La retrospettiva su Wojciech J. Has al 43mo Bergamo Film Meeting

La retrospettiva su Wojciech J. Has al 43mo Bergamo Film Meeting.

La storia del cinema è direttamente proporzionale alla memoria degli attuali spettatori e alla circolazione delle opere, ormai fuori controllo o caotica, come in una fantasia spazio-temporale dei classici del polacco Wojciech Jerzy Has. In pratica avanzando o retrocedendo all’occorrenza nel tempo con radici di lunghezza variabili, determinate da anniversari, necrologi, ricorrenze. Di quella dei cento anni dalla nascita del grande visionario Has, figura di spicco ma oggigiorno a rischio di cadere nell’oblio, si fa dunque carico il 43º Bergamo film Meeting, dall’8 al 16 marzo prossimi, con una retrospettiva doverosa combinata a quelle contestuali dedicate a Otar Ioseliani, Christian Petzold e Alice Nellis.

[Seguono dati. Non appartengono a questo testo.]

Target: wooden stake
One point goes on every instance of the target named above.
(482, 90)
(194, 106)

Il caso Has è quindi singolare, curioso oltretutto nell’epoca dei social onnivori di date pregresse, vintage, riscoperte indifferenziate. Come è possibile che un autore così seminale sia quasi scomparso dai radar che intanto, con cadenza oraria e quotidiana, non si fanno mancare proprio niente? Questo tassello centrale del puzzle, scomparso dall’orizzonte del gusto corrente, peraltro serve a non perdere di vista l’insieme: il primo indizio per individuarne il solco profondo giunge da Luis Buñuel che adorava il suo film più noto, Il manoscritto trovato a Saragozza, come lo stesso David Lynch recentemente scomparso e perciò celebrato con maggiore presa compulsiva, poiché molto in debito con quella poetica irriducibile attraversata da viaggiatori dispersi per sentieri onirici incontrollabili. Ma parlare di maestri a monte e a valle per un cineasta della portata internazionale e trasversale a livello generazionale quale Has è stato e continua sottotraccia a essere significa da un lato comprendere nel novero tutto il cinema di Terry Gilliam, infervorato dalla potenza espressiva de La clessidra, tra espressionismo e surrealismo, senza margini tracciati tali da poter procedere con unità di misura a portata di mano; dall’altro ragionare su epoche ormai remote in cui preponderante, materica e non digitale agiva la forza interiore di rendere labile il confine tra realtà e sogno, o preferibilmente incubo, guerra e simboli, spettri e mondi fatiscenti, macerie e spazi sanitari asfittici, vetture ferroviarie simili a sanatori e viceversa, specchi e sagome discinte, animazioni incastonate nell’immagine fotografica e paesaggi dell’anima.

Non esiste una categoria storiografica, estetica o ideologica circoscritta per classificare l’opera omnia di Has che torna a splendere sugli schermi di Bergamo. Semmai la constatazione di fondo relativa a un dialogo circolare che rende inseparabile la sua arte, cinematografica solo per ragioni contingenti di messa in campo della vasta materia in qualche modo rappresentata, da quella negli stessi anni sviluppata da Ingmar Bergman, Federico Fellini o Andrej Tarkovskij. Inutile quindi con l’autore di una filmografia di cui spesso si privilegiano solo Il manoscritto trovato a Saragozza e La clessidra ragionare per categorie o stabilire un prima o dopo tra titoli che trascendono il reale o che trattano il fantastico realisticamente. Ogni riquadro che compone la tela più ampia concorre a completarla e a confermare l’assioma, poi recepito da Peter Handke e Wim Wenders ne Il cielo sopra Berlino che «le storie esistono soltanto nelle storie».

Quando queste “storie” non duravano soltanto ventiquattro ore “sussistevano” come storia alta del cinema: era giocoforza che si accavallassero sul grande schermo con la vertigine in agguato e pronta a prendere il sopravvento. Inevitabile quindi considerare i suoi film assai più autentici dell’esistente, specialmente nell’epoca della menzogna bellica globale. E grazie anche a quella stravagante logica del disadattamento letterario sempre perseguito, a dispetto delle critiche, che sempre ne pervade la vena per immagini in movimento dove è impossibile attribuire il concetto transitorio di contemporaneo a ciò che invece appartiene per diritto imperituro al campo, in tutti i sensi, del moderno.